By Diane Ravitch
By all accounts, the election of 2012 will be close.
For educators, the stakes are high.
Mitt Romney supports every kind of privatization, from charters to vouchers to full-time online schools, and he has no problem with for-profit schooling.
His agenda threatens the survival of that most basic of democratic institutions, the public school.
Educators supported President Obama when he ran in 2008. They enthusiastically embraced him as a true change agent, expecting that he would make major alterations to the noxious federal law No Child Left Behind.
But after his election, instead of calling for a major change in NCLB, he launched his Race to the Top, which builds on the flawed strategies of NCLB. Although President Obama has won the endorsement of the NEA and the AFT, many of the nation’s nearly four million teachers are discouraged by his policies. If they sit home or if they are lukewarm, he could lose the election.
We can’t let that happen.
So I am doing my part by writing a short speech that would win educators back. If he uses this speech, he would win the election. He could incorporate the following into his acceptance speech at the Convention in Charlotte or use it on a subsequent occasion:
“I want to address a few words to the nation’s hard-working teachers and principals, to its dedicated leaders and school board members. You hold the future in your hands. Your work will determine whether America is a great society, a just society and a creative society in the future.
“I know you have been disappointed in my approach to education. I know that teacher morale is at a low ebb. I know there is far too much pressure to teach to the test. That degrades the joy of learning.
“I know that most of that pressure comes from mistakes we made when we launched a ‘Race to the Top.’
“I know now we were wrong.
“Judging teachers by the test scores of their students is wrong. I understand now that this method doesn’t work. I apologize to you for letting it happen.
“You know that I have spoken out repeatedly against teaching to the test. I would not want this for my children, and you should not want it for yours or the children in your care. This is mis-education.
“Our country is now spending billons of dollars on testing and test preparation that should be spent in the classrooms of America, bringing back the 300,000 teachers who lost their jobs. reducing class sizes, restoring libraries, and providing services directly to children.
“Our nation must out-innovate the world and it won’t happen by picking a bubble on a standardized test. It will only happen if we encourage critical thinking, free inquiry, and a sense of wonder and imagination in every classroom.
“We want our students to lead the world in their love of learning. We want them to be the best in creativity. We want them to know history and foreign languages, science and mathematics, literature and geography. We want them to rexperience the liberating power of the arts. And we want them to have physical education every single day so that they are healthy and fit.
“One more thing. I realize that we were wrong to require states to allow more privately-managed schools as a condition of getting money from the Race to the Top.
“Through our mistakes, we inadvertently unleashed a movement to privatize our nation’s public schools and to turn them into for-profit centers for equity investors and technology corporations.
“This is unacceptable. Folks on the right have wanted to privatize our schools for half a century. We can’t let that happen.
“When we look around the world, we see that the top-performing nations have great public systems. We do not want to revive a dual school system in our nation’s cities, dividing up our public funds between a weakened public system and aggressive charter chains.
“And so I am directing my Secretary of Education Arne Duncan as of this day to cancel the Race to the Top. The fact is that learning is not accomplished in a “race.” Races are fine on the sports field, but not in the classroom. Learning is accomplished because of the patient effort of students, teachers, principals, parents, and communities working together.
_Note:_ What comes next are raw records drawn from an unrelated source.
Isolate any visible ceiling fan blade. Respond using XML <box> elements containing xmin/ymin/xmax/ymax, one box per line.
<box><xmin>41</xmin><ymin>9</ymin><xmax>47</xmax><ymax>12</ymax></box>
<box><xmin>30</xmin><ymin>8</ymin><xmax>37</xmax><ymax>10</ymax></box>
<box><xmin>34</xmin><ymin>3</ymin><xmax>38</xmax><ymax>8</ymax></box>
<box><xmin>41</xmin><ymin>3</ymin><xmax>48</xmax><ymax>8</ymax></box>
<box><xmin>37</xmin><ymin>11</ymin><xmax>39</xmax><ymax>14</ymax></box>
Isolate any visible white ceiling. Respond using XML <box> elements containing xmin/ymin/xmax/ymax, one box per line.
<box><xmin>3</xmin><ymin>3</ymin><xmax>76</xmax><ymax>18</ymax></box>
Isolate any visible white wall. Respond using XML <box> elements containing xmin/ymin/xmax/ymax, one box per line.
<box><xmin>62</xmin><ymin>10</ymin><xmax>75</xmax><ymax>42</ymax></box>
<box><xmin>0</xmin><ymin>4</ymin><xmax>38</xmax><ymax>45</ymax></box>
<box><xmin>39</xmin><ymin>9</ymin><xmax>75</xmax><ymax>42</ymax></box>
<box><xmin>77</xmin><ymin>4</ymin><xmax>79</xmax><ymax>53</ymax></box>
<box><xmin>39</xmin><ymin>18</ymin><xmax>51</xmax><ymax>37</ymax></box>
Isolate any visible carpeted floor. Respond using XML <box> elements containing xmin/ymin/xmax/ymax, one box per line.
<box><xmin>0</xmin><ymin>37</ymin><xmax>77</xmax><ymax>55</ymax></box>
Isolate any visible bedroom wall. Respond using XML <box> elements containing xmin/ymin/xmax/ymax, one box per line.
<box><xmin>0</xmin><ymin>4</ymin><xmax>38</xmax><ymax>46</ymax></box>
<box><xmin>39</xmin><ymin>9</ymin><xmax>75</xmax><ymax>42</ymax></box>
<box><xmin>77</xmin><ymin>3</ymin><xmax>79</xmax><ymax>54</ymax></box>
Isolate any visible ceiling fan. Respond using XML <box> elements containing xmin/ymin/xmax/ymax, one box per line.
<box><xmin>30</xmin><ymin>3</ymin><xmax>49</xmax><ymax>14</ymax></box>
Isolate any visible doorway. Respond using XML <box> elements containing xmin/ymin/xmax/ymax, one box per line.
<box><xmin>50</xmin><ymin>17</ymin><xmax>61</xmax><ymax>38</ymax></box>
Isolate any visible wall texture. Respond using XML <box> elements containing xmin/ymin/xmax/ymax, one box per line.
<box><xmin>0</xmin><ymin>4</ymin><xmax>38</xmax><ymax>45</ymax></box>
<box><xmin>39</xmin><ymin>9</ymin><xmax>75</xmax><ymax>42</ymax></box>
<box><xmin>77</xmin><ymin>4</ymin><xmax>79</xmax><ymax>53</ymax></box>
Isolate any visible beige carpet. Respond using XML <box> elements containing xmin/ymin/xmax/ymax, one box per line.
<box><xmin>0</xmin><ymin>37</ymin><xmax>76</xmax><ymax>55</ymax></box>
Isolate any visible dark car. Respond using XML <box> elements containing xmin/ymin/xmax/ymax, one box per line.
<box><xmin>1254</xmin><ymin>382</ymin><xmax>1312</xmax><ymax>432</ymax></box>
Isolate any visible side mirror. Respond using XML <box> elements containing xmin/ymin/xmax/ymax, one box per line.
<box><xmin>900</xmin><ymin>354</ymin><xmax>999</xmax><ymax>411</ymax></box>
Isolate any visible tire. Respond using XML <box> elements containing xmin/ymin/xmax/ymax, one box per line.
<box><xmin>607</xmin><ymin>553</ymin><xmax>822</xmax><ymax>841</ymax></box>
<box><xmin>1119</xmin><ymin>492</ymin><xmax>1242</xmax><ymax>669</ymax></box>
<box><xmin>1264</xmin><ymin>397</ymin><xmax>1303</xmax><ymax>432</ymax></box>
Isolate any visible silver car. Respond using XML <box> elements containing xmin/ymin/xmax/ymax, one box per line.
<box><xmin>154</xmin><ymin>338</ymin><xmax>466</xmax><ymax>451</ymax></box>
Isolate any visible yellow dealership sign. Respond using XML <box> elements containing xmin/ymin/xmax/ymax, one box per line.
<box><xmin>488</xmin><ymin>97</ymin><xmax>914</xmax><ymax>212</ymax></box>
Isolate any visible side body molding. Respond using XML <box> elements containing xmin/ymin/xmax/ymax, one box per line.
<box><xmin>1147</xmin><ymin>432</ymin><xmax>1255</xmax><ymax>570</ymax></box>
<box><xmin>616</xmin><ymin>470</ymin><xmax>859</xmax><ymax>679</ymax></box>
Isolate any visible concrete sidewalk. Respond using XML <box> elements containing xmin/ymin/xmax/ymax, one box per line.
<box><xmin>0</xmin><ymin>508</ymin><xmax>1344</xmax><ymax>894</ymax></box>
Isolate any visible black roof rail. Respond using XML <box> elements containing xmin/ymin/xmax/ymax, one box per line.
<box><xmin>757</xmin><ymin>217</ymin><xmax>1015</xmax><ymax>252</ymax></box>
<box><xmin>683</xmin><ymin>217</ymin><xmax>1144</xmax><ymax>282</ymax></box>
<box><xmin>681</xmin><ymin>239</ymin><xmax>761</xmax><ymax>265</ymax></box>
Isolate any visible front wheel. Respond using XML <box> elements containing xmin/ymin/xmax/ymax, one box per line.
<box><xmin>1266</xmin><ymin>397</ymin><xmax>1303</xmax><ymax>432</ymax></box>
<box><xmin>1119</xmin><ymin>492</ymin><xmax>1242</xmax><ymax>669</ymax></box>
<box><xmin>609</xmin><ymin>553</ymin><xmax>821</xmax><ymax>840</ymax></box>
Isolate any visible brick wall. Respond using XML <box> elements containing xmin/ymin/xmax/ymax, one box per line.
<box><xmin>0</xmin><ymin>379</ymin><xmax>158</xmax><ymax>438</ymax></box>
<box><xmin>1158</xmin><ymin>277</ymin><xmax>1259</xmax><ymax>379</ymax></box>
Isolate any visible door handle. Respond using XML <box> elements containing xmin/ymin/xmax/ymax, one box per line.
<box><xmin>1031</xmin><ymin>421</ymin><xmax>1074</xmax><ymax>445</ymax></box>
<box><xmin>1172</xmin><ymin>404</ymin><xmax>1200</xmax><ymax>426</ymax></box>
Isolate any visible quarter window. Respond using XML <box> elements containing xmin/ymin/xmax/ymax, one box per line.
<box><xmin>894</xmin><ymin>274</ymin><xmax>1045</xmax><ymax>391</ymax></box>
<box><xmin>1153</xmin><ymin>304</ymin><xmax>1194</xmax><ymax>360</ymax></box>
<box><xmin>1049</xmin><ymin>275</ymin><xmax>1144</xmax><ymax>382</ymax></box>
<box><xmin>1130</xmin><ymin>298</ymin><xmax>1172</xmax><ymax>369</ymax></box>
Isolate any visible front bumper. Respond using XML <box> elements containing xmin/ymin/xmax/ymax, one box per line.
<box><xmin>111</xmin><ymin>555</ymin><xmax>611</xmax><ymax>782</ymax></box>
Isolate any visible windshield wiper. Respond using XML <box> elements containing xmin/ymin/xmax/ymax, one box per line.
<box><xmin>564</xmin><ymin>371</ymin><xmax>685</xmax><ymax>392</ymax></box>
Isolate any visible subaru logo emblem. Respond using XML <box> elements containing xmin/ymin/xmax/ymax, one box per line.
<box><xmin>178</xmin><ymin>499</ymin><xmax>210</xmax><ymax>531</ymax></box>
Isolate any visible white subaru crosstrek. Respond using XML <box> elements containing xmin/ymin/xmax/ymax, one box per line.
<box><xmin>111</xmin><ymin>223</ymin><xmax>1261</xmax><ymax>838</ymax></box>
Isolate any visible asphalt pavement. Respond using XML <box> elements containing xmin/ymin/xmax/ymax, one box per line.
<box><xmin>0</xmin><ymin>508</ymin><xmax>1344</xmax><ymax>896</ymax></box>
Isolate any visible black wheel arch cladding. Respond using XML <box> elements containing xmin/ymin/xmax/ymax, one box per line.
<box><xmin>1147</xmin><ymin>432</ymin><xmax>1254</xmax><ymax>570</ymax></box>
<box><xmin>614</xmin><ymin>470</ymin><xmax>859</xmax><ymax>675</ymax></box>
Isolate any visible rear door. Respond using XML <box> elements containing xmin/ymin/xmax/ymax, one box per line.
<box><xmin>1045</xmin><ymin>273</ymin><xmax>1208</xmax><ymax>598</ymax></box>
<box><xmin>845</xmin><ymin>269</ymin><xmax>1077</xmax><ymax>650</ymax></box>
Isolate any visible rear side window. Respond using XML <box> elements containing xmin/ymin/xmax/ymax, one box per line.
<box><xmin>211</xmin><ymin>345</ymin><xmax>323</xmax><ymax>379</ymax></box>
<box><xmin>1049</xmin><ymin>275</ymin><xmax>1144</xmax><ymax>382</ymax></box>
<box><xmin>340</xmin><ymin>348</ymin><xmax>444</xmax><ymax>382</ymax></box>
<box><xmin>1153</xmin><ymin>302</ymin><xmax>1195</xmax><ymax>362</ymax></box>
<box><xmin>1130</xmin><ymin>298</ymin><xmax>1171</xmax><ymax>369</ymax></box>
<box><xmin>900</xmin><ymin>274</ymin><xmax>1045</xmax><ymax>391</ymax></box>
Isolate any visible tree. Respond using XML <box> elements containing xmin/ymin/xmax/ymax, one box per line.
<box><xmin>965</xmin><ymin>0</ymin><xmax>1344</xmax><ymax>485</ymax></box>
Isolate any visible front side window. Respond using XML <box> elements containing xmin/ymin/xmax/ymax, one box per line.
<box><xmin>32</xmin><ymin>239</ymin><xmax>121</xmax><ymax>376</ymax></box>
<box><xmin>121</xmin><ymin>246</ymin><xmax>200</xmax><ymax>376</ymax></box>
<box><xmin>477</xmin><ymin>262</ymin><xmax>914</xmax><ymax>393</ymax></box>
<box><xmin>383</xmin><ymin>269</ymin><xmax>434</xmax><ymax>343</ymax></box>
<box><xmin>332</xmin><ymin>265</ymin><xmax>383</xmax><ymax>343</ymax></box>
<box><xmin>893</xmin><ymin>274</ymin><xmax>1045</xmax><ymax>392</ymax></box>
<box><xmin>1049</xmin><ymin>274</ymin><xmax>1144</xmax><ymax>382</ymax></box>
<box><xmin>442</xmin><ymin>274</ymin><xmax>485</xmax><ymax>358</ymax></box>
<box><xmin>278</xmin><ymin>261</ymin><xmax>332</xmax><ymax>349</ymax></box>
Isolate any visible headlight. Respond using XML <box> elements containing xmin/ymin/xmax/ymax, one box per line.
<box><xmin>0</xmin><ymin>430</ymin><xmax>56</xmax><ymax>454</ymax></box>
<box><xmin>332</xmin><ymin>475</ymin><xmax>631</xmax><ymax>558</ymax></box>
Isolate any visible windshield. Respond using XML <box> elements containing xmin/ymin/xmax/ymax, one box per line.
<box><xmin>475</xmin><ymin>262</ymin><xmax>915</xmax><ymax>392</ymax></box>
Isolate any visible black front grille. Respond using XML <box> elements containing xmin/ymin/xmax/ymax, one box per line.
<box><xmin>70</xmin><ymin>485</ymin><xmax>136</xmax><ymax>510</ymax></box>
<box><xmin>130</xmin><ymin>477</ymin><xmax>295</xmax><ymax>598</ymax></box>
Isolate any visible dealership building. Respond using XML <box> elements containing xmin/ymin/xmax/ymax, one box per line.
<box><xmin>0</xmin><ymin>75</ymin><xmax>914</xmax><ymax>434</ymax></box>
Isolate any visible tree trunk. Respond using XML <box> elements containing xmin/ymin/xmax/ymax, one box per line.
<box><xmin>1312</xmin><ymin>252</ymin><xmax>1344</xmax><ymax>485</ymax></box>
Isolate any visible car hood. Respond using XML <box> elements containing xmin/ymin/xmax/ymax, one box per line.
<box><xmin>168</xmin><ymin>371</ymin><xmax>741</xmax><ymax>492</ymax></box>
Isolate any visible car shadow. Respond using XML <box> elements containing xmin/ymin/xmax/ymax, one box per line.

“From this moment on, the U.S. Department of Education will dedicate its efforts to improving public education; to supporting equality of educational opportunity; to enforcing the civil rights of our students; to funding the districts where need is greatest; to strengthening the research and information that we need to upgrade our schools; and to recognizing that the primary responsibility for reform lies with the states and districts that are closest to the problems.
“Yes, we must improve public education. But we must do it in ways that make our communities and our democracy stronger. We must do it in ways that respect the dedication of our educators. And we must do it in ways that recognize that many children and families need extra help because of the burdens of poverty. We must do what we can to lift those burdens and to bring about the greatest of American goals: equality of educational opportunity.